An inevitable rise in rates, the chronic problem of inventories, low income levels prices pumped up by supply shortages and the natural tendency for markets based on supply and demand to correct themselves after sustained periods of growth were all contributing factors.
They were off. Existing sales increased by more than 3 percent — a drop from 2015 but still the highest total since the height of the boom in 2006.
Unforeseen events like Brexit drove rates down, and during the year the Fed took no action to raise them. Brisk sales from September through November suggested that many buyers who planned to get into the market in 2017 were “buying ahead” to beat rising interest rates in the fourth quarter.

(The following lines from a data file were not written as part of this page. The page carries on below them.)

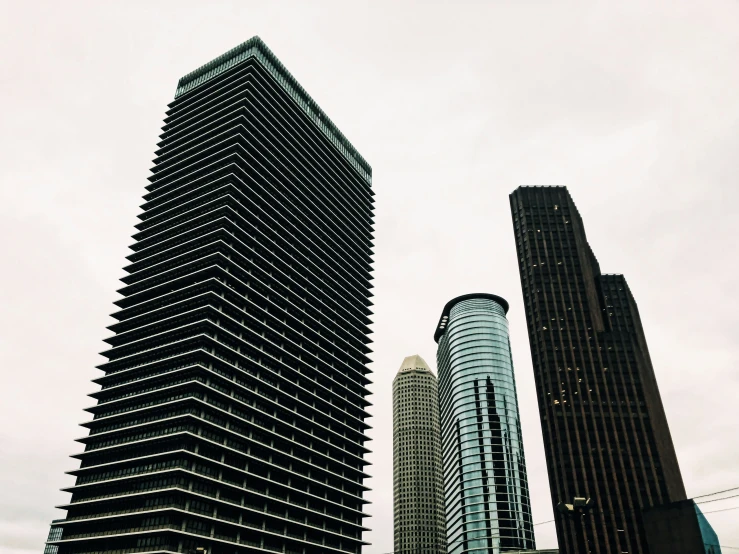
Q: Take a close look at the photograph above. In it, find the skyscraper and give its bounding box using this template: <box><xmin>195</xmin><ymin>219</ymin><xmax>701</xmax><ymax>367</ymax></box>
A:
<box><xmin>44</xmin><ymin>37</ymin><xmax>373</xmax><ymax>554</ymax></box>
<box><xmin>393</xmin><ymin>356</ymin><xmax>446</xmax><ymax>554</ymax></box>
<box><xmin>510</xmin><ymin>187</ymin><xmax>685</xmax><ymax>554</ymax></box>
<box><xmin>434</xmin><ymin>294</ymin><xmax>536</xmax><ymax>554</ymax></box>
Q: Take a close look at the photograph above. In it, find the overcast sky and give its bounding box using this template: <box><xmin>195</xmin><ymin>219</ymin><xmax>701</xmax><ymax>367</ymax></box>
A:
<box><xmin>0</xmin><ymin>0</ymin><xmax>739</xmax><ymax>554</ymax></box>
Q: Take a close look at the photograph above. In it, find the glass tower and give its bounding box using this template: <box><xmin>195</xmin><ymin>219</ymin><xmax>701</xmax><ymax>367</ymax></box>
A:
<box><xmin>44</xmin><ymin>37</ymin><xmax>373</xmax><ymax>554</ymax></box>
<box><xmin>393</xmin><ymin>356</ymin><xmax>446</xmax><ymax>554</ymax></box>
<box><xmin>510</xmin><ymin>187</ymin><xmax>685</xmax><ymax>554</ymax></box>
<box><xmin>434</xmin><ymin>294</ymin><xmax>536</xmax><ymax>554</ymax></box>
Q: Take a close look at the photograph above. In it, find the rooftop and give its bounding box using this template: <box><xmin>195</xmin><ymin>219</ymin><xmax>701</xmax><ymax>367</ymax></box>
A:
<box><xmin>175</xmin><ymin>36</ymin><xmax>372</xmax><ymax>183</ymax></box>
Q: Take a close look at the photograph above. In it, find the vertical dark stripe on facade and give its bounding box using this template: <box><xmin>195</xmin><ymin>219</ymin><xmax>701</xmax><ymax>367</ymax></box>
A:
<box><xmin>434</xmin><ymin>294</ymin><xmax>535</xmax><ymax>554</ymax></box>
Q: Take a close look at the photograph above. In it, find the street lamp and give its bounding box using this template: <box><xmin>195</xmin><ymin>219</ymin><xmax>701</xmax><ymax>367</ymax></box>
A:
<box><xmin>557</xmin><ymin>496</ymin><xmax>594</xmax><ymax>554</ymax></box>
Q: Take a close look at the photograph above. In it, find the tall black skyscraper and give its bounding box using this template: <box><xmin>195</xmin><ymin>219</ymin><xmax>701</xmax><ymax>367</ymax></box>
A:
<box><xmin>511</xmin><ymin>187</ymin><xmax>685</xmax><ymax>554</ymax></box>
<box><xmin>44</xmin><ymin>38</ymin><xmax>373</xmax><ymax>554</ymax></box>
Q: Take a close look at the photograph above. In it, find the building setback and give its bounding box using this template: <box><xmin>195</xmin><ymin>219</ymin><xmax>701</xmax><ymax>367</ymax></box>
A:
<box><xmin>510</xmin><ymin>187</ymin><xmax>685</xmax><ymax>554</ymax></box>
<box><xmin>393</xmin><ymin>356</ymin><xmax>446</xmax><ymax>554</ymax></box>
<box><xmin>434</xmin><ymin>294</ymin><xmax>536</xmax><ymax>554</ymax></box>
<box><xmin>44</xmin><ymin>37</ymin><xmax>373</xmax><ymax>554</ymax></box>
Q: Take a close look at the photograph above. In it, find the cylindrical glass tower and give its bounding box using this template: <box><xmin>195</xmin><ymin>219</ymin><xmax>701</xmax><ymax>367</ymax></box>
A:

Many of those same experts are forecasting slower growth of sales again this year. If so, will this be the second straight year the growth of sales has fallen — the beginning of a multi-year downward trend?
In the months ahead, here are four factors to monitor as conditions change.
Are inventories improving?
If there aren’t enough homes to meet demand, it’s a sure bet sales will fall.
At the end of 2016, inventories of existing homes were at the lowest level since NAR began tracking the supply of all housing types in 1999. Inventory is 6.3 percentage points lower than a year ago.
You can track inventories in your local market through market reports offered by your MLS. Nationally, you can monitor monthly existing home sales reports from NAR, and the Federal Reserve charts NAR data each month, too.
Is buyer traffic strong?
Every month, NAR publishes the Realtors Confidence Index, which includes buyer and seller reports based on a survey of thousands of Realtors.
Are pending sales accurate?
Many MLSs and NAR report pending sales contracts accepted by sellers. These are forward-looking indicators that can be useful predicting closings over next one to three months.
Many pending sales have a significant fall-off before they close. The greater the difference between pending sales reports and closings, the softer the market.
Are the experts changing their forecasts?
Housing economists aren’t always right, but they still have better data than the rest of us.
Some update their forecasts on a monthly basis. Monitoring changes in their forecasts for home sales is a great way to get a sense of how the experts believe macro events like mortgage rates and employment trends may impact sales.